Yirmili yaşlarda okuduğum bu kitabı yeniden basılmış olarak vitrinlerde görmek beni çok heyecanlandırmıştı. Geçenlerde bir programda Işık Öğütçü' yü (Orhan Kemal' in oğlu) de bir programda izleyince, dayanamayıp bendeki kitaba yeniden göz attım. Bu yaşta okumak, okurken o günleri hatırlamak çok heyecan vericiydi. Bu günün olgun emekli bir hanımı olan ben, o günün gencinin duygularını dostlarımla paylaşmak istedim. Tek kelimesini, tek virgülünü değiştirmeden.

BİR KİTABIN ARDINDAN

Sayın Fikret Otyam,

Kitabı elime aldığımda Fikret Otyam’ a oturup sayfalarca mektup yazmayı kesinlikle düşünmüyordum. Ancak bitirdiğim şu an içimdeki coşkuyu, hüznü, şaşkınlığı sizden başka kimse anlamazmış gibi bir duyguya kapıldım. Beni anlayabileceğiniz ve hakikaten değerli olan vaktinizi aldığım için mazur göreceğiniz ümidiyle yazıyorum.

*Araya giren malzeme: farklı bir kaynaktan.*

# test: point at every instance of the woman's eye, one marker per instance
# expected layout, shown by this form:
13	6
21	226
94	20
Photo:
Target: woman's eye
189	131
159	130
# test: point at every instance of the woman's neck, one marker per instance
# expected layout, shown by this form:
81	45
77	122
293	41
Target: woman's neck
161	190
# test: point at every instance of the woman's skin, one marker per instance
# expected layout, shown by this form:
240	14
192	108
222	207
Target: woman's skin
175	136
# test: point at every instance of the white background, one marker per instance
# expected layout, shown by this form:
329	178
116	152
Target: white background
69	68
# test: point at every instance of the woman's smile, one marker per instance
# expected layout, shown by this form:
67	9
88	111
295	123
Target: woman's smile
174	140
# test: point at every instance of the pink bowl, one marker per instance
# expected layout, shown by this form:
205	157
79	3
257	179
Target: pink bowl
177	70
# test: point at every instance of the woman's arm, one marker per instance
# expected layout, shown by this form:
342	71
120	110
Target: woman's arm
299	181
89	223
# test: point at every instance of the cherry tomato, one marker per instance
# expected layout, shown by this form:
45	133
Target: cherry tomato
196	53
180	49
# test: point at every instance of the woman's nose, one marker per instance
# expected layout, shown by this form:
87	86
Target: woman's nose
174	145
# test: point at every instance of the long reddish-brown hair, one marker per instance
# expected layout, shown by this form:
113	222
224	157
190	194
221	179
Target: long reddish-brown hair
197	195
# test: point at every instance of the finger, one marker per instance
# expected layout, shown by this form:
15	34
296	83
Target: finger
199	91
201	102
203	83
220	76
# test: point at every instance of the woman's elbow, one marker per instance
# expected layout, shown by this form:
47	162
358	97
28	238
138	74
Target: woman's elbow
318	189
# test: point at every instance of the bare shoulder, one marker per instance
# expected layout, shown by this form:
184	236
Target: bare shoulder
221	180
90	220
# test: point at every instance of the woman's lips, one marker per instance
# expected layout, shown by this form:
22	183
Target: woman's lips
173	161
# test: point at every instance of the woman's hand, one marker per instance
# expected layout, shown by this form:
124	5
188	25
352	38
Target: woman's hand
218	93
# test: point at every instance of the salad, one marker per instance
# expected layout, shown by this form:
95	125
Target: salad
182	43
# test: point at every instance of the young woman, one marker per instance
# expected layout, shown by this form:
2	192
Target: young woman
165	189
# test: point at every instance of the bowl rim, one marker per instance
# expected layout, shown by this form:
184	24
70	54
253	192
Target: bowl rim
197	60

Biraz önce bitti. “Gide gide 12” ya da “Arkadaşım Orhan Kemal” isimli kitabın son sayfasını biraz önce kapadım. Gözümde yaşla, yüreğimde sonsuz bir hüzünle.

Neden bu denli duygulandım. Niçin böyle acayip değişik hislerle doluyum şu an. Birlikte çözelim ister misiniz?

Sanırım en başta, Orhan Kemal’ in, yazar olarak kişiliğine duyduğum sonsuz sevgiyi ele almam gerekiyor. “Baba Evi” isimli eserini ilkokul 5. Sınıfta iken okumuştum ve o yaşımın tüm ciddiyetiyle “Baba Evi” diye cevap veriyordum, en sevdiğim roman sorulduğunda. Sonra defalarca okudum o romanı daha bir başka anlayarak ve bu yaşımda, (26) hala benim için, Murtaza, Yalancı Dünya ve birçok diğerleri Baba Evi’ nden sonra gelir. Bunun nedeni, hem onun Kemal’ den okuduklarımın ilki oluşu, hem de romandaki (ki sanırım küçük Cahit Öğütçü idi) o haylaz çocuğa, o küçük adama duyduğum yakınlık, anlatımdaki o beni çocuk yaşımda içine alıveren sadelik, yalınlıktır sanırım.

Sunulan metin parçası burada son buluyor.